Technology in not a matter to be satisfied with its present success. Once upon a time, Computer Programming was totally meant by binary machine code writing. And Computer Programmers ware someone very magical person who can control a big machine with his/her codes. But now it'll be seemed to be fairy tales to modern programmers. Just think about a scenario where Microsofts chief programmer is writing Windows 8 Operating System program with machine code and after each code-word writing, asking his assistant for next binary code.
Hopefully, present scenario is not like that. We invented high level programming languages that can replace human natural language in computer. Just syntax and semantics. We invented mouse for faster user interface. Have another look at the word "User Interface". I'm writing this article for this word.
Lets have a discuss about "User Interface". User interface in something by which a user interacts with computer [perspective computer]. First user interface was Keyboard.
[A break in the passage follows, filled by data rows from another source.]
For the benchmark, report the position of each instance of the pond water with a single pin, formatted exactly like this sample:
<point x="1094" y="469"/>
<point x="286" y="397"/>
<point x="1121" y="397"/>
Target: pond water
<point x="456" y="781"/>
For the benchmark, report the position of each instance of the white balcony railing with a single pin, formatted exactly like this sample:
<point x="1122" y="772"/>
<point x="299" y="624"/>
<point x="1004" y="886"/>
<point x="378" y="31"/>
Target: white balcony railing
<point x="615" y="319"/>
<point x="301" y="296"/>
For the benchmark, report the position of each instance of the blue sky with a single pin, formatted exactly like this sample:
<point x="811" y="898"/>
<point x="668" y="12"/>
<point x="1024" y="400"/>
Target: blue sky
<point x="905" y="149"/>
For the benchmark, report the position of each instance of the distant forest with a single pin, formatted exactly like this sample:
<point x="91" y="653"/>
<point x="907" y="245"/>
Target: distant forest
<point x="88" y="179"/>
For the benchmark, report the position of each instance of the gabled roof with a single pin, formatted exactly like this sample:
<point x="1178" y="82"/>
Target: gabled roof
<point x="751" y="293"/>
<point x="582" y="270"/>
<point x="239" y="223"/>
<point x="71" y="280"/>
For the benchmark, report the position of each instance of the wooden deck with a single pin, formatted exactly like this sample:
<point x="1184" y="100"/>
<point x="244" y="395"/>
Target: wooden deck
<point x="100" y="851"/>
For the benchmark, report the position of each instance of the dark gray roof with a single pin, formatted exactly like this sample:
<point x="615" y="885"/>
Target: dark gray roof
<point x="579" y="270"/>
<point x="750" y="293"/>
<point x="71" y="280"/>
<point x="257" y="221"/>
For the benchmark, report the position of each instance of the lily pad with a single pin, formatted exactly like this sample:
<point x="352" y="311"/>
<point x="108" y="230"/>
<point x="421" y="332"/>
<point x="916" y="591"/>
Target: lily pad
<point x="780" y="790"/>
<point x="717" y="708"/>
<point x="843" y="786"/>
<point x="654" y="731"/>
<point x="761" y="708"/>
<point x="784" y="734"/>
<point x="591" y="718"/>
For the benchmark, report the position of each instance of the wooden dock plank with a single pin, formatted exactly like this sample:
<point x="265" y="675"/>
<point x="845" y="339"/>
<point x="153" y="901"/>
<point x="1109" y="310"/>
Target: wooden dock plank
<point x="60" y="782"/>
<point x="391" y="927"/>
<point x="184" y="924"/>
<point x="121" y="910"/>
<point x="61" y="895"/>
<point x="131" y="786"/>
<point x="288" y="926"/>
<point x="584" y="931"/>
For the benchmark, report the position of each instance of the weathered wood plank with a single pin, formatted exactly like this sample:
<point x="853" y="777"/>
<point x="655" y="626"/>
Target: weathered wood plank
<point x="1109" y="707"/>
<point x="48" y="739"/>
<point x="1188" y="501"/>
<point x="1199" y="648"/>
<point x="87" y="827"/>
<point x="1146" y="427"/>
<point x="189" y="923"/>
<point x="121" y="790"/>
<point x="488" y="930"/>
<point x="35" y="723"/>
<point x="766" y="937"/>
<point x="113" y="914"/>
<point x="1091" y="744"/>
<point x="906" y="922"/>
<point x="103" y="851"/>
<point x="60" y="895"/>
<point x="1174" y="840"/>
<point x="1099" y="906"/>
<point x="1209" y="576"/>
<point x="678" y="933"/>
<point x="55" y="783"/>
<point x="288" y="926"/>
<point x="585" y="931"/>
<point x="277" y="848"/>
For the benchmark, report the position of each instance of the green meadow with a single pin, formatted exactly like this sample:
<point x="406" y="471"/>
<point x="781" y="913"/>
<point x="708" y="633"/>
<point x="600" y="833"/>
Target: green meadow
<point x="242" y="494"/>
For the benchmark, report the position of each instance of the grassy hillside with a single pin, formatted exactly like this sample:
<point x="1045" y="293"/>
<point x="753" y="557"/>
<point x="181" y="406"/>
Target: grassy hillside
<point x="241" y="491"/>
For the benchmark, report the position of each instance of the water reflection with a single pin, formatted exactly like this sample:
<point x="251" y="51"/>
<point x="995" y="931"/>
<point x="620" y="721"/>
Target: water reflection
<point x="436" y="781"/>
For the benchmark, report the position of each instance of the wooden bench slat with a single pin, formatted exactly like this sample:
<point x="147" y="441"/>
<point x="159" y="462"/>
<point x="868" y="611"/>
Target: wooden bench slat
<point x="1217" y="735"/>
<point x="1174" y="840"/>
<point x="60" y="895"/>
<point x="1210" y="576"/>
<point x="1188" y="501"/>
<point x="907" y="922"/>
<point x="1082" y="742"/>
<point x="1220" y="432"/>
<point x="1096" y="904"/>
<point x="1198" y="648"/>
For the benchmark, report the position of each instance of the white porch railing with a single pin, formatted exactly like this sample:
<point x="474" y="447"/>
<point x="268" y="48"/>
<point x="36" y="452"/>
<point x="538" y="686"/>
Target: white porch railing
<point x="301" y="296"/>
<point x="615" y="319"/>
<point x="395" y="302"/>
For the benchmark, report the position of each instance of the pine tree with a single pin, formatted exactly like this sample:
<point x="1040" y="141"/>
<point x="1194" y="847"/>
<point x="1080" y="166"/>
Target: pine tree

Think about Unix shell/bash/terminal or command prompt whatever you want to tell that thing. That is Keyboard interface. But it's not suitable for us as it's very hard to memorize all that commands. We need something that we can visualize. Here comes Mouse interface. We love Mouse for what we are doing also we are viewing. But human wants more. Human do not want to be confined in something like wire. So, we invented wireless mouse, keyboard. But human wants even more. So think, think, think about alternative solution to user interface. "How we can use these mouse/keyboard with my house robot?" Million dollar question. It's not far away when we all (hopefully!) have a personal robot just like today's personal computer [thanks Steve Jobs]. Shall we use a wireless keyboard or mouse to control them? The answer is NO. We must have to find another solution.
Now lets think about our sensing type
- Smell: won't work with interface
- Test: this too
- Touch: this may work
This may be our next user interface. We'll speak and machine will work. That would be very fun. Actually this interface is of great use in Human Computer Interface (HCI) or Human Robot Interface (HRI). This is very cheap too. We need only a microphone to make hear our voice to the machine. Of course the machine should be able to understand what we are saying to them. This is the biggest part. But main problem of this system that background noise can reduce this performance greatly. And we live in a noisy environment.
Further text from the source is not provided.